5-7-02, Voice in the Crowd

There is no American Dream
By Pete Chaney
IPS Features

They walk across the desert in dark of night.  They cross the water from Haiti or Cuba on anything that will float.  They hide in boxcars, tractor-trailers, cargo ships, airplane luggage areas.  From all over the world, people want to come to America—legally or illegally.  Everyone wants his or her share of the American Dream.

Is there an American Dream?

One definition of a dream is “a visionary creation of the imagination.”  To many, that’s what the American Dream is.  This is the land of milk and honey, where streets are paved in gold.  Compared to many homelands this is almost true.  But it’s not free and it’s not for everyone.

Earliest settlers came to Jamestown and to Plymouth Rock to escape tyranny, poverty and religious persecution.  Some chose the new land in Georgia rather than serve time in debtor’s prisons.  No one came here expecting a land of milk and honey.  The settlers knew it would be tough, dangerous.  Starvation, disease, intemperate climates and hostile Indians were always there.

There was no welcome mat waiting for these pioneers.  They fought nature; they fought the mother country of England to earn their liberty.  Our founders carved this nation out of the wilderness with their blood and sweat.  Everything they received they had to pay for.  Every morsel of food or log in a cabin had to be earned.

Far beyond the physical prosperity, these people craved liberty, freedom to worship as they chose, the ability to speak out freely without fear of reprisal.

Since those early days when settlements began to move west, paid for with lives each mile, Americans have had to fight foreign governments jealous of the liberties we enjoyed.  Our countrymen fought England, Mexico, Spain, Germany, Japan and ideologies.  We even fought each other over whether this nation would endure or not.

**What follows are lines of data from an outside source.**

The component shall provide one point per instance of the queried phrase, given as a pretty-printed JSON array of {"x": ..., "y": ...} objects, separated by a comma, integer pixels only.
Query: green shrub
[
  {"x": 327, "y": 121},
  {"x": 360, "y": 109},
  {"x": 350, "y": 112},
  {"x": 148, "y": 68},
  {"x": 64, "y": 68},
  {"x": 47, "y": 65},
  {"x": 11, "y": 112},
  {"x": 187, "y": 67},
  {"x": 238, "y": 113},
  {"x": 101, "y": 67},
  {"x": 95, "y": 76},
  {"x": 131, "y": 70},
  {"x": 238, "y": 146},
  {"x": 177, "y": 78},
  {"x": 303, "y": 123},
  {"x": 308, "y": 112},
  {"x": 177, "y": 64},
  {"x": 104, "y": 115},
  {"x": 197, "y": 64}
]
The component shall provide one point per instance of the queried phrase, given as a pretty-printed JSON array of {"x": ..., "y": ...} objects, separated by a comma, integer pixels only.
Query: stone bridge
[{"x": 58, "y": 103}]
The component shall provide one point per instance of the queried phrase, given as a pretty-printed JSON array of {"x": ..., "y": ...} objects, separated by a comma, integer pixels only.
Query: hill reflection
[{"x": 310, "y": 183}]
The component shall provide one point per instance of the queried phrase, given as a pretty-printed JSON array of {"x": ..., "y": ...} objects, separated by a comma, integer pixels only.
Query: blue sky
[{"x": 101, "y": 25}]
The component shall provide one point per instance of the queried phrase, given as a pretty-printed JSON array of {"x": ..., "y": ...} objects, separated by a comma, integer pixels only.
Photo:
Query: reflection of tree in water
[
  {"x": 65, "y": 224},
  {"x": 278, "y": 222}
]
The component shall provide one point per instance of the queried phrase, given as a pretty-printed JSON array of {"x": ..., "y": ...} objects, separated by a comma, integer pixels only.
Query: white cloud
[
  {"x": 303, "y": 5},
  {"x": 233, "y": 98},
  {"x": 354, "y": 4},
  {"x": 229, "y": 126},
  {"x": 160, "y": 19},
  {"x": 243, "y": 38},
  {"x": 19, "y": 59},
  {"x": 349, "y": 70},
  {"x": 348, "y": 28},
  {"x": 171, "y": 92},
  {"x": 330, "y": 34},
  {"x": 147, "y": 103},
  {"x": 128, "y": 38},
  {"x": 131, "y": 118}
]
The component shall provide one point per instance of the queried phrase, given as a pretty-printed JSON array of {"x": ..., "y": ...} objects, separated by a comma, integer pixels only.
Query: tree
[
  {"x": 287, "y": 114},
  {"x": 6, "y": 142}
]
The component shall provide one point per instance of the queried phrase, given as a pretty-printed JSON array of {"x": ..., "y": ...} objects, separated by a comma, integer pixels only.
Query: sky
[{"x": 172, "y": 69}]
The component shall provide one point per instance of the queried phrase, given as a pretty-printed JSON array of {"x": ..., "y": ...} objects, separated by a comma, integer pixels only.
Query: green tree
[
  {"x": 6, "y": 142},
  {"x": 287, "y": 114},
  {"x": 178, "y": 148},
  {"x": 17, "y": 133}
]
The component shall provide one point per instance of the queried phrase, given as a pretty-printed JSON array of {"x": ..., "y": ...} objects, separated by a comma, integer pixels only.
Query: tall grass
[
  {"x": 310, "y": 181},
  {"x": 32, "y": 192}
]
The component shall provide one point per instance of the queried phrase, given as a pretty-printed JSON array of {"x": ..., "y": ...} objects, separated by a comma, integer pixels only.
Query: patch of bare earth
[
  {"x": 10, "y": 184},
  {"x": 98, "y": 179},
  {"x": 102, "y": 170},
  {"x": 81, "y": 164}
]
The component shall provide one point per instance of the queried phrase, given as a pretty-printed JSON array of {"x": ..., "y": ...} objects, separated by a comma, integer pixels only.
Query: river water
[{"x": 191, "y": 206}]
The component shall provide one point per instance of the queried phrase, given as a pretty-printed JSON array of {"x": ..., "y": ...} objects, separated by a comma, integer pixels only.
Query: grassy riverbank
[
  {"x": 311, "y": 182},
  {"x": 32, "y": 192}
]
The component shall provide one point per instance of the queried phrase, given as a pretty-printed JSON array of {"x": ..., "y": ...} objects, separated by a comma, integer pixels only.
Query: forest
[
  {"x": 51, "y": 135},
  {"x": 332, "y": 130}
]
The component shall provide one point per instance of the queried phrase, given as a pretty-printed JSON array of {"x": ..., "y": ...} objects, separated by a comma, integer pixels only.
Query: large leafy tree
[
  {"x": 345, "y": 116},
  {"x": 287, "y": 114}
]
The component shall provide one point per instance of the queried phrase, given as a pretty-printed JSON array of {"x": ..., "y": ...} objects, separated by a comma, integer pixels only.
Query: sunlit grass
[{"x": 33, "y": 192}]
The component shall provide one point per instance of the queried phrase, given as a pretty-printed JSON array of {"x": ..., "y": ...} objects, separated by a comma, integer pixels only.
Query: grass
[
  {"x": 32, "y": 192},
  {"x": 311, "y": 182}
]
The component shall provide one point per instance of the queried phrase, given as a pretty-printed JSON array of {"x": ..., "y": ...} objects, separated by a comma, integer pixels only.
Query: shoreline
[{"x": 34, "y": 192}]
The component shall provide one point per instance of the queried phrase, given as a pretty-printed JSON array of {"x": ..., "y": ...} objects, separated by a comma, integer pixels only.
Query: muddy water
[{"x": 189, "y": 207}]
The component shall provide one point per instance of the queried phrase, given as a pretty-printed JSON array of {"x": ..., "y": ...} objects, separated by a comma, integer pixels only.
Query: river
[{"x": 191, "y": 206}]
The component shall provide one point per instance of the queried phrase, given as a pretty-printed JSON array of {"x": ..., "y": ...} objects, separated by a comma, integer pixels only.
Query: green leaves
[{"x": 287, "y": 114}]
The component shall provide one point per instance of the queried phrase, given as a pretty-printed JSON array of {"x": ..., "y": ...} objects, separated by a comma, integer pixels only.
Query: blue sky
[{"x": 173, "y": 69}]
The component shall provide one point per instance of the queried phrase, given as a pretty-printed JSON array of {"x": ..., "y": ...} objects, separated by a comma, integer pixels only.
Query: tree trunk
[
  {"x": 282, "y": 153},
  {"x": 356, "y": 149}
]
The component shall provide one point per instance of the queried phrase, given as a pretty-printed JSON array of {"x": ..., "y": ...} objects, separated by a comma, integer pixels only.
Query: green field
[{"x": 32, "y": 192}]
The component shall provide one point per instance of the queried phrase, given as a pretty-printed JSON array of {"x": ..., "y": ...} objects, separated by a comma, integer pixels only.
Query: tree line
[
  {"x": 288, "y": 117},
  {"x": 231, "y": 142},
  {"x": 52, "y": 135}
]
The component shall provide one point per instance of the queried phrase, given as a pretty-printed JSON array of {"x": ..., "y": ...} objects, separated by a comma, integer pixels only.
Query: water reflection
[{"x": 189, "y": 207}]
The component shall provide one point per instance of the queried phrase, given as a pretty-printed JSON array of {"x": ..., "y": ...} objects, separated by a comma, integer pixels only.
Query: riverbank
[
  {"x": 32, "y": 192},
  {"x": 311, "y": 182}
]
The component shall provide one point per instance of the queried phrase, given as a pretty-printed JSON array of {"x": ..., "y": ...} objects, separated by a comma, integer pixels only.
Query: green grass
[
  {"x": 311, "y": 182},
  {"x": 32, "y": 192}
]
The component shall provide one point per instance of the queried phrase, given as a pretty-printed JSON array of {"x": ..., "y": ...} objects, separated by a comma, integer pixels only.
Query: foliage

The so-called dream was more like a nightmare to the soldier in a World War I trench being bombarded, or to a GI freezing in Germany or Korea, or sweltering in the heat of Vietnam.  But they were paying the dues for the dream that others might enjoy.

A generation ago, even visitors to America had to show proof of being able to support themselves or have someone else ready for that responsibility.  Visas weren’t issued without record checks.  No one just walked or sneaked in and said, “I want a job.  I want my piece of the American Dream.”

Our government gave in to big business which wanted a plentiful supply of cheap labor.  And the face of America began to change.  Dalton, Ga., is an example.  The city that was is no more.  The carpet mills’ hunger for labor has imported so many Hispanics the city is more like a Mexican colony.  Southern Florida is more populated with Cubans and Hispanics than any other ethnic group.

Originally, immigration policy was slanted toward northern Europeans.  They were considered preferable to their southern cousins.  Orientals were either excluded or discouraged.  This gradually changed but the gates weren’t opened freely until recent decades.

Instead of newcomers having to learn English, those here are having to learn Spanish.  Taxpayers are having to fund special classes for Hispanic children while their wages are being sent back to Mexico or Guatemala.  Taxpayers pay for medical treatment.  If Americans have to pay for schools and services, should not immigrant workers at least pay their share?

We might tell Virginia there is a Santa Claus, but it is impossible to tell new immigrants there is an American Dream, that it is a figment of imagination as they envision it.

The so-called dream is an opportunity to go as far as you want through hard work.  But it carries a liability.  When the call is there, the dream has to be paid for with sacrifice, sometimes life itself.

The American way of life does not belong to just one ethnic group, one religion.  It belongs to all who have given their lives to preserve and protect it.  It is there for new immigrants coming to these shores who want to pay the price.  It has no future for the itinerant who wants a quick buck, a free meal and a welfare system without contributing to it.

There is no American Dream.  It is a reality, but it has a price.